Henry Turner en Mark Althof
Communisme en de arbeidersklasse
Inhoudsopgave
“De geschiedenis van iedere maatschappij tot nu toe is de geschiedenis van de klassenstrijd.”1Zo openen Marx en Engels het eerste hoofdstuk van het Communistisch Manifest. Sinds de dageraad van de beschaving, heeft de mens in klassensamenlevingen geleefd. Samenlevingen waarin mensen in klassen verdeeld zijn, gebaseerd op hun verhouding tot de productiemiddelen. Deze klassensamenlevingen zijn door de geschiedenis heen van vorm veranderd, aangezien de voortdurende klassenstrijd (d.w.z. de belangenstrijd van de ene klasse tegen een andere klasse) er onvermijdbaar toe heeft geleid dat de ene klasse opkomt ten nadele van de andere klasse.2
Niettemin zijn alle klassensamenlevingen in essentie gelijk. Een klassensamenleving kent altijd een heersende klasse, een uitgebuite klasse en een revolutionaire klasse. In de klassieke Romeinse slavenmaatschappij, bijvoorbeeld, bestond de heersende klasse uit aristocraten en grootgrondbezitters. Deze bezaten de economische macht. De revolutionaire klasse was de klasse van de ‘equites’. Deze Romeinse ridders, veelal leden van de hogere middenklasse, belichaamden de nieuwe verhoudingen tot de productiemiddelen. De meest uitgebuite klasse was de slavenklasse. Het woord dat we vereenzelvigd hebben met de term arbeidersklasse, proletariaat, verwijst naar de proletarius die aan de Romeinse samenleving enkel kon bijdragen door zijn kinderen naar het leger te sturen of klusjes op te knappen. Het Romeinse proletariaat had namelijk geen bezit (geen productiemiddelen) om zichzelf in zijn levensbehoeften te voorzien. In de feodale maatschappijen was de bourgeoisie de revolutionaire klasse. De bourgeoisie bracht de overgang van de feodale maatschappij naar de eerste kapitalistische maatschappijen. De meest uitgebuite klasse was hier de boerenklasse.

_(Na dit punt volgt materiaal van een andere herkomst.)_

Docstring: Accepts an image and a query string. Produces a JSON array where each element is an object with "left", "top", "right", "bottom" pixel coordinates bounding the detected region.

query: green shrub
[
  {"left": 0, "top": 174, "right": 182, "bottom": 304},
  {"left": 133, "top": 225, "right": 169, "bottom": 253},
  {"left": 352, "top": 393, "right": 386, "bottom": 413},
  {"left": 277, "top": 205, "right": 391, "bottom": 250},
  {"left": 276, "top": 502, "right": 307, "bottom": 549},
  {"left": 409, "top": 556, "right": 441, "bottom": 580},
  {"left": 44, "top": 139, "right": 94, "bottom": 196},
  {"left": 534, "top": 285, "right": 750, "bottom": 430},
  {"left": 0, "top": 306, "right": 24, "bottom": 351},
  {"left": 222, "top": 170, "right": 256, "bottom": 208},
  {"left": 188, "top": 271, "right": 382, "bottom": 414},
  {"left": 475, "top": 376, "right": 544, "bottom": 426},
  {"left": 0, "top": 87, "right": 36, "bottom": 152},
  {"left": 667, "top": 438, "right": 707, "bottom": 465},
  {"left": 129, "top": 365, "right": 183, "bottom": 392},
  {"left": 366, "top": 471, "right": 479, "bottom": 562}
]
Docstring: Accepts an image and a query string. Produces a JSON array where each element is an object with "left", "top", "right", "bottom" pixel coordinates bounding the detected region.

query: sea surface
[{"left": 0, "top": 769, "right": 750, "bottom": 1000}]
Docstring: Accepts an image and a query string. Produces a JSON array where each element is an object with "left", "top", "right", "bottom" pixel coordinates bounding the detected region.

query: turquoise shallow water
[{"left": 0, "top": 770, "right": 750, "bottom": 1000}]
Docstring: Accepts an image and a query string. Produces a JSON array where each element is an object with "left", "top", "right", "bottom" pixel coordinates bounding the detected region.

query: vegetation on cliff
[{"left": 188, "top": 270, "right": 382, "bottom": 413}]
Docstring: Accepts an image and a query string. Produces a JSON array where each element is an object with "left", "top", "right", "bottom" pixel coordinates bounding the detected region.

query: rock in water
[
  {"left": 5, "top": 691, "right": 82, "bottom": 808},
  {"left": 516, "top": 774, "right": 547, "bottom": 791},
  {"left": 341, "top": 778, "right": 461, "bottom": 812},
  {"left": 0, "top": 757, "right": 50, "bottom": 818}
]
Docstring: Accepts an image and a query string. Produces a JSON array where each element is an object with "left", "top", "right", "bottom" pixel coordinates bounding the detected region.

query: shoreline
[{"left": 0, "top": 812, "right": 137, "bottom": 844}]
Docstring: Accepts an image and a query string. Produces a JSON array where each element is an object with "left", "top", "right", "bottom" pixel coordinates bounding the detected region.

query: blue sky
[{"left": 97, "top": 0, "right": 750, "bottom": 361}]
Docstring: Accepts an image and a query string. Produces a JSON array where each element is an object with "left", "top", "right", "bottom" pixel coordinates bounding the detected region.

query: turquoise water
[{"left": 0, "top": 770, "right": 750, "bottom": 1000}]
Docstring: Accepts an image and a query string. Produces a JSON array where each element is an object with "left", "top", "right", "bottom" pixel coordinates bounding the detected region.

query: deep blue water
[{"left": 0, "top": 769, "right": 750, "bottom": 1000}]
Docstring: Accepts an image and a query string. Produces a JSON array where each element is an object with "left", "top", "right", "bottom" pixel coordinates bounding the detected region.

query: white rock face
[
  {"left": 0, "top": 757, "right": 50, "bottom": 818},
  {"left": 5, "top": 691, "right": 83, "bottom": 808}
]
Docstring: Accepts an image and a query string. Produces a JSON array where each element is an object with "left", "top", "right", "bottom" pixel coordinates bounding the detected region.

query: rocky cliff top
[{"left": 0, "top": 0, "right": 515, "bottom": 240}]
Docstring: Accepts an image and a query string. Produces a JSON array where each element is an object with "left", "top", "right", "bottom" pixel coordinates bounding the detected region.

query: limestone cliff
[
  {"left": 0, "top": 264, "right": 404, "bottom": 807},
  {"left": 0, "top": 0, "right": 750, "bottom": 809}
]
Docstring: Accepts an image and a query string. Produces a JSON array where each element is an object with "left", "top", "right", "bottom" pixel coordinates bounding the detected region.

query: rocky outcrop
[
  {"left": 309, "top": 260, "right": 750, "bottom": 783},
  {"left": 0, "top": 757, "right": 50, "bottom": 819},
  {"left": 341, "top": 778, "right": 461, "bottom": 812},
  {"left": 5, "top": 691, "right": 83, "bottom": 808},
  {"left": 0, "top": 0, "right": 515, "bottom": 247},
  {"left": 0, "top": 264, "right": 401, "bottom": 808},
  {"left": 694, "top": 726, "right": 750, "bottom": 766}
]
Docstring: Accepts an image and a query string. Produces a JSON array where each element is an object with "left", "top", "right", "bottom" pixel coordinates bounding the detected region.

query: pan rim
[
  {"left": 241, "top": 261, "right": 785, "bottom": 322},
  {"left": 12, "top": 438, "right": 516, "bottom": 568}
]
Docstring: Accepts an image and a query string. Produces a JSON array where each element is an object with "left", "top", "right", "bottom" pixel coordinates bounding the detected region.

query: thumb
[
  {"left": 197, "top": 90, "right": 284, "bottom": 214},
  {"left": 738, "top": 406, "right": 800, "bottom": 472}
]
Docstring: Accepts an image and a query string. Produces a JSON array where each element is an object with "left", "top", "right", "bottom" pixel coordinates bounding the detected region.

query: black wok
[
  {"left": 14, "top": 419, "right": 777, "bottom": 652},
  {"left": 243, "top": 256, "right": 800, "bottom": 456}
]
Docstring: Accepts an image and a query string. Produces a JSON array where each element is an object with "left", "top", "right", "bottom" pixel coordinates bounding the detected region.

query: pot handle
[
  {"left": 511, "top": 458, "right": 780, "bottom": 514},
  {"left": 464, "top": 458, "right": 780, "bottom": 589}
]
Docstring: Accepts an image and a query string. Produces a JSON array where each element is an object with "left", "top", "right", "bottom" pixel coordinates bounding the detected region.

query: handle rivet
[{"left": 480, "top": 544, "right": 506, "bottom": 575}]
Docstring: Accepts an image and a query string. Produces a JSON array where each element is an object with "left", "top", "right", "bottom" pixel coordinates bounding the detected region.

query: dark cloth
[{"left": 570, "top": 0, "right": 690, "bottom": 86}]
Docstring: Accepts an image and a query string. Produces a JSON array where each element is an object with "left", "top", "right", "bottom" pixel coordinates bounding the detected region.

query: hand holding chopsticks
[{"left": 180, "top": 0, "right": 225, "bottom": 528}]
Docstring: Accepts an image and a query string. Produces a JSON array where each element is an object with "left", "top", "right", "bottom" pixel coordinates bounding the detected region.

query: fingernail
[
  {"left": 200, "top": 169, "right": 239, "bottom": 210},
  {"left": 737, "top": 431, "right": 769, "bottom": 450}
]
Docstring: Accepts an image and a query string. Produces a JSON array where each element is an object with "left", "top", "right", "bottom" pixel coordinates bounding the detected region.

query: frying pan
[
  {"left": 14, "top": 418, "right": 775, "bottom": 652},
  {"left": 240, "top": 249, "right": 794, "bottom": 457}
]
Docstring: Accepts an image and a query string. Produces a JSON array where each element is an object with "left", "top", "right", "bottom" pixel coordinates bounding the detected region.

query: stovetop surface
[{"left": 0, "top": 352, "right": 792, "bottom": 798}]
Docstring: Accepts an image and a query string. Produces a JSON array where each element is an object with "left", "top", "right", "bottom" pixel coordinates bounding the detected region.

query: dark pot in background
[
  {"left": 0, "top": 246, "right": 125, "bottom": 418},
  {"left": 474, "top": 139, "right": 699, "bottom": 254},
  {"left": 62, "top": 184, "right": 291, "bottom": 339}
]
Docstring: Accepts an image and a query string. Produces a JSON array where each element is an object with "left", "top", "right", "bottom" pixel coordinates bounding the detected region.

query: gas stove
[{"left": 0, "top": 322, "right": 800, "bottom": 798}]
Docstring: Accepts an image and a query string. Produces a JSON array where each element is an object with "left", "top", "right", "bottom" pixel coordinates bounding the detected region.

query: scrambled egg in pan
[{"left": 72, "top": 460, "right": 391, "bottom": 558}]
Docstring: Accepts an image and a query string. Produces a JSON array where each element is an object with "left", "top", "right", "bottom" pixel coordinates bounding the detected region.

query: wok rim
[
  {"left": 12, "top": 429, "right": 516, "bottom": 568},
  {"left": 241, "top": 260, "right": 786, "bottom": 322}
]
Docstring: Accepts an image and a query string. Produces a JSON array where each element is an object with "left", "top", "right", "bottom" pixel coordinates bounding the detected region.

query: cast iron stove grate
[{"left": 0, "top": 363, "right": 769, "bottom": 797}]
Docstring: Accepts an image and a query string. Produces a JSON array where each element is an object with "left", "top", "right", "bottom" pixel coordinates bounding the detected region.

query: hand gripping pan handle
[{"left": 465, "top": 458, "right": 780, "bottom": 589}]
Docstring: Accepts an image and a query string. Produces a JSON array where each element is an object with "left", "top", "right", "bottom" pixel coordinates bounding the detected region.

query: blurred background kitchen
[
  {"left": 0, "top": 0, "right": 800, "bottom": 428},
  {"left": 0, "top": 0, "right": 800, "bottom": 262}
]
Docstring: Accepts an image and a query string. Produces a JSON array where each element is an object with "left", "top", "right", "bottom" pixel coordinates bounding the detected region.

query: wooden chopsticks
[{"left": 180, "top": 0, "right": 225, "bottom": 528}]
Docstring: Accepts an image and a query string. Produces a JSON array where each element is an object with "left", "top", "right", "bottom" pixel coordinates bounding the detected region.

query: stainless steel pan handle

Zoals te op te maken valt uit de twee voorafgaande voorbeelden, was in deze maatschappijen de klasse die voorbestemd was om de volgende heersende klasse te worden, niet de uitgebuite klasse, maar eerder een uitbuitende klasse. De heersende klasse is de klasse die de productiemiddelen bezit, en de economische en politieke macht in handen heeft. De uitgebuite klasse is de klasse van mensen die moet werken om in haar basisbehoeften te voorzien. De revolutionaire klasse is de klasse die de heersende klasse zal omverwerpen en een nieuwe klassensamenleving zal vestigen door de productieverhoudingen fundamenteel te veranderen en een nieuwe productiewijze te introduceren. Zo geeft deze klasse de samenleving vorm naar haar eigen zelfbeeld.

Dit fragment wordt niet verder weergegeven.